Search code examples
nlpword2vecword-embedding

How to get three dimensional vector embedding for a list of words


I have been asked to create three dimensional vector embeddings for a series of words. Although I understand what an embedding is and that word2vec will be able to create the vector embeddings, I cannot find a resource that shows me how to create a three dimensional vector (all the resources show many more dimensions than this).

The format I have to create the file in is:

house    34444     0.3232 0.123213 1.231231
dog    14444    0.76762 0.76767 1.45454

which is in the format <token>\t<word_count>\t<vector_embedding_separated_by_spaces>

Can anyone point me towards a resource that will show me how to create the desired file format given some training text?


Solution

  • Once you've decided on a programming language, and word2vec library, its documentation will likely highlight a configurable parameter that lets you specify the dimensionality of the vectors it trains. So, you just need to change that parameter from its typical values , like 100 or 300, to 3.

    (Note, though, that 3-dimensional word-vectors are unlikely to show the interesting & useful property of higher-dimensional vectors.)

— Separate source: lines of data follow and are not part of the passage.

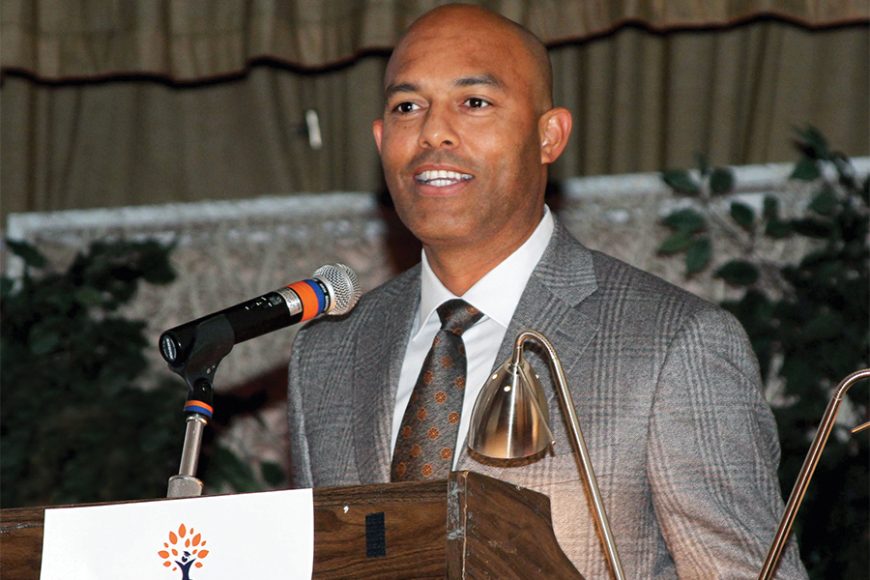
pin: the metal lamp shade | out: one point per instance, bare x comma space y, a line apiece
510, 419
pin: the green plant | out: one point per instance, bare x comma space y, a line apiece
75, 427
808, 323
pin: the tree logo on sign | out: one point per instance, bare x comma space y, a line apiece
185, 549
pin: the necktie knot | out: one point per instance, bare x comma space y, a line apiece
457, 316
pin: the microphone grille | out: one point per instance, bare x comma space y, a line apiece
345, 285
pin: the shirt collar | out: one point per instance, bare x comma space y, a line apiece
498, 292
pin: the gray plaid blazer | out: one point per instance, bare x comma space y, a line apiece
667, 392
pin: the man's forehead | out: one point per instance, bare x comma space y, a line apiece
420, 83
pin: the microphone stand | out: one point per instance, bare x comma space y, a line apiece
771, 563
213, 340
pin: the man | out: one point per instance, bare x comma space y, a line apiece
665, 384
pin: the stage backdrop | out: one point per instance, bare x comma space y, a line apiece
229, 251
112, 104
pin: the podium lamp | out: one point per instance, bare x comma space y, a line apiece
510, 420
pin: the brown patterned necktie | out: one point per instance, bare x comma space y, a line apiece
427, 436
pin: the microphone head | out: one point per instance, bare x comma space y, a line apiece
344, 285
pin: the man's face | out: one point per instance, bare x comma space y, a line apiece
460, 141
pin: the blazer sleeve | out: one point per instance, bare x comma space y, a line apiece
713, 454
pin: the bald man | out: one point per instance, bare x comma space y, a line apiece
666, 386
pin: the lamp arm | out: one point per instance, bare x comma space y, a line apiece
567, 404
806, 473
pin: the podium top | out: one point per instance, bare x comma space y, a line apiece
467, 526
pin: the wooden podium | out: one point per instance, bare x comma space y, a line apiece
470, 526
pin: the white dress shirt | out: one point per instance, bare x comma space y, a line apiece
496, 295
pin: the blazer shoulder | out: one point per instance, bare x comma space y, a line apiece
619, 280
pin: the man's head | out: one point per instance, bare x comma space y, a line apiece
469, 129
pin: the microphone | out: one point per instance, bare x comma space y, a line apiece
333, 289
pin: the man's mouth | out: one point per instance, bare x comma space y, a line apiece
441, 177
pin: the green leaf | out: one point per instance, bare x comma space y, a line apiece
777, 229
738, 273
824, 326
811, 228
824, 203
685, 220
681, 181
743, 215
675, 243
698, 255
721, 181
27, 252
42, 339
7, 285
806, 170
88, 296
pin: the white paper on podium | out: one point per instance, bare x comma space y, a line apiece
254, 535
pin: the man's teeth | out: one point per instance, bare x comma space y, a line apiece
441, 178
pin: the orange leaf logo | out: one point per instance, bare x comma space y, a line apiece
184, 549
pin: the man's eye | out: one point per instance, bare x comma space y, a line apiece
405, 107
477, 103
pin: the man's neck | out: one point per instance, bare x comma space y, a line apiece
460, 268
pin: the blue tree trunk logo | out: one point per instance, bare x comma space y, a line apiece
185, 549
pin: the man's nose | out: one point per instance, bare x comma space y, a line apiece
438, 129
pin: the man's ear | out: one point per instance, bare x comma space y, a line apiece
378, 131
554, 128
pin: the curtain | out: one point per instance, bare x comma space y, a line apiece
196, 39
642, 100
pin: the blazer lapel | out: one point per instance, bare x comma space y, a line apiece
376, 368
563, 279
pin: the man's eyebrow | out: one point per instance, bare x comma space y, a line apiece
399, 88
484, 79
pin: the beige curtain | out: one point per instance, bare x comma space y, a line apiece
196, 39
642, 99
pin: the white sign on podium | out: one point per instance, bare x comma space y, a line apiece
232, 537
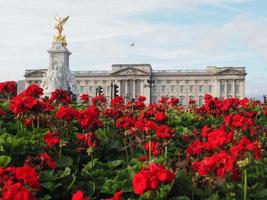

    Once you've used such a library to create the vectors-in-memory, writing them out in your specified format becomes just a file-IO problem, unrelated to word2vec itself. In typical languages, you'd open a new file for writing, loop over your data printing each line properly, then close the file.

    (To get a more detailed answer from StackOverflow, you'd want to pick a specific language/library, show what you've already tried with actual code, and show how the results/errors achieved fall short of your goal.)